Pisanie to nie wszystko. Są dni,w których napisanie PONIEDZIAŁEK wcale się nie liczy. A.A.Milne
wtorek, 11 sierpnia 2015
Wakacyjne impresje
Przyjechaliśmy do hotelu mocno spóznieni, bo autokar stał ze dwie godziny
w potężnych korkach.
Klucze do pokoi rozdano nam szybko i sprawnie.
Dziewczynki wybrały pokój, którego okna wychodziły na główną ulicę
kurortu. My wzięliśmy pokój od podwórza. Nie miał co prawda "widoku"
z okna, ale za to miał bardzo dużą łazienkę.
Łazienka należąca do pokoju dziewcząt była strasznie mała.
Obiad podano nam w pobliskiej małej restauracji - był obrzydliwy.
Makaron był "super al dente" a tak naprawdę był niedogotowany - może
sądzili, że wymieszany z sosem pomidorowym i owocami morza zmięknie i wczasowicze nie zauważą, że jest na wpół surowy?
Poza tym zapach unoszący się z nad talerza przywodził na myśl jakąś
błotnistą kałużę.
Dziewczynki grzebały widelcami w talerzach mocno zdegustowane,
w końcu wszyscy zgodnie odstawiliśmy talerze.
Nie tylko my- reszta wczasowiczów także. Ale byliśmy głodni -z Wyszkova wyjechaliśmy około 9 rano, potem krótki postój w Austrii na uroczym
parkingu, jakieś drugie śniadanie, czyli bagietka z szynką i kawa, woda
mineralna na dalszą część drogi.
Teraz dochodziła godzina 18-ta.
Zapytałam się naszego pilota, czy zawsze będzie takie paskudne jedzenie
ale pocieszył nas, że dziś to wyjątek.
Dopiero potem się okazało, że był to wyjątek potwierdzający regułę.
Dwa budynki dalej od naszego hotelu był mały bar, w którym serwowano
pizzę, różne dania makaronowe a nawet naleśniki z...parówkami.
Dziewczynki zamówiły dla siebie po małej wegetariańskiej margeritce,
my z mężem wzięliśmy naleśniki nadziewane parówką i serem.
Już tego wieczoru dziewczynki stwierdziły, że w Polsce pizza jest
o niebo lepsza niż tu.
Trochę nie dowierzałam, ale już następnego dnia przyznałam im rację.
Postanowiliśmy ruszyć nad morze.

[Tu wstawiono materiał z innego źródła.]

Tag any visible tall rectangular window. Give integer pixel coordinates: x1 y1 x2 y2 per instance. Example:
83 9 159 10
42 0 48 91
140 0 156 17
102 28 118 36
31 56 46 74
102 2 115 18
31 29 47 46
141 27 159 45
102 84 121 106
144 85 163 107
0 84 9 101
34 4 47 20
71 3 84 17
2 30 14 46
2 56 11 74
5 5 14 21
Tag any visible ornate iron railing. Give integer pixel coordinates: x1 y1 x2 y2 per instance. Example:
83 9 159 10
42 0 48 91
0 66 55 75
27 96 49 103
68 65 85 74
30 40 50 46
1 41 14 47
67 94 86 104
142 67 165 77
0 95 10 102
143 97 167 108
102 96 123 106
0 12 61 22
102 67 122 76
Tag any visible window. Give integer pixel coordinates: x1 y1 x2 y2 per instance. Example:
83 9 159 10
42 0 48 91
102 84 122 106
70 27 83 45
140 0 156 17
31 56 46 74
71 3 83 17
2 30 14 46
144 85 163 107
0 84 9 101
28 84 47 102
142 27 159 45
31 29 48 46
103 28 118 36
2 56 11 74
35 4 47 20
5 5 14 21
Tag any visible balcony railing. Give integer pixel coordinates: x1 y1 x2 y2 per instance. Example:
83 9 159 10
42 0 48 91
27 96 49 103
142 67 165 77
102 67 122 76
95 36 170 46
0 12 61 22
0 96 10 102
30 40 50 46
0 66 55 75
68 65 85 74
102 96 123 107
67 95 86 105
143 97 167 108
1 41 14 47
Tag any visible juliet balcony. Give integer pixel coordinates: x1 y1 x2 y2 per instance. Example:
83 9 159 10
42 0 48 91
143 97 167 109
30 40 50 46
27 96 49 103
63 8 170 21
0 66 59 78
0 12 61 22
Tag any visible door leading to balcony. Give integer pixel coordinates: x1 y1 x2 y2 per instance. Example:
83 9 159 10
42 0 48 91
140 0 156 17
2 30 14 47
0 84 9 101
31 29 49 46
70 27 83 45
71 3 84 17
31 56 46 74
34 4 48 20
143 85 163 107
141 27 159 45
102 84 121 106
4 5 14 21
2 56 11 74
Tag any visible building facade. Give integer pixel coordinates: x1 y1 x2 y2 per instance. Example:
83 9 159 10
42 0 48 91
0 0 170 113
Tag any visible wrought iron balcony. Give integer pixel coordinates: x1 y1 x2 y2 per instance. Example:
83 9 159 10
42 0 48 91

Do wyboru były dwie drogi - jedna
to była oficjalna, druga, " na dziko", prowadziła pomiędzy domami i była
pozbawiona chodnika, za to obfitowała w brudny piach, ale była na
wprost wejścia naszego hotelu i była krótka- ok. 50 m i już była plaża.
Oczywiście wybraliśmy tę bliższą.
Nad drzwiami jednego z mijanych domów wisiał szyld informujący, że
jest tu akwarium, a wstęp do niego jest bezpłatny.
Bez namysłu weszliśmy do środka.
Takiego akwarium to jeszcze w życiu nie widziałam.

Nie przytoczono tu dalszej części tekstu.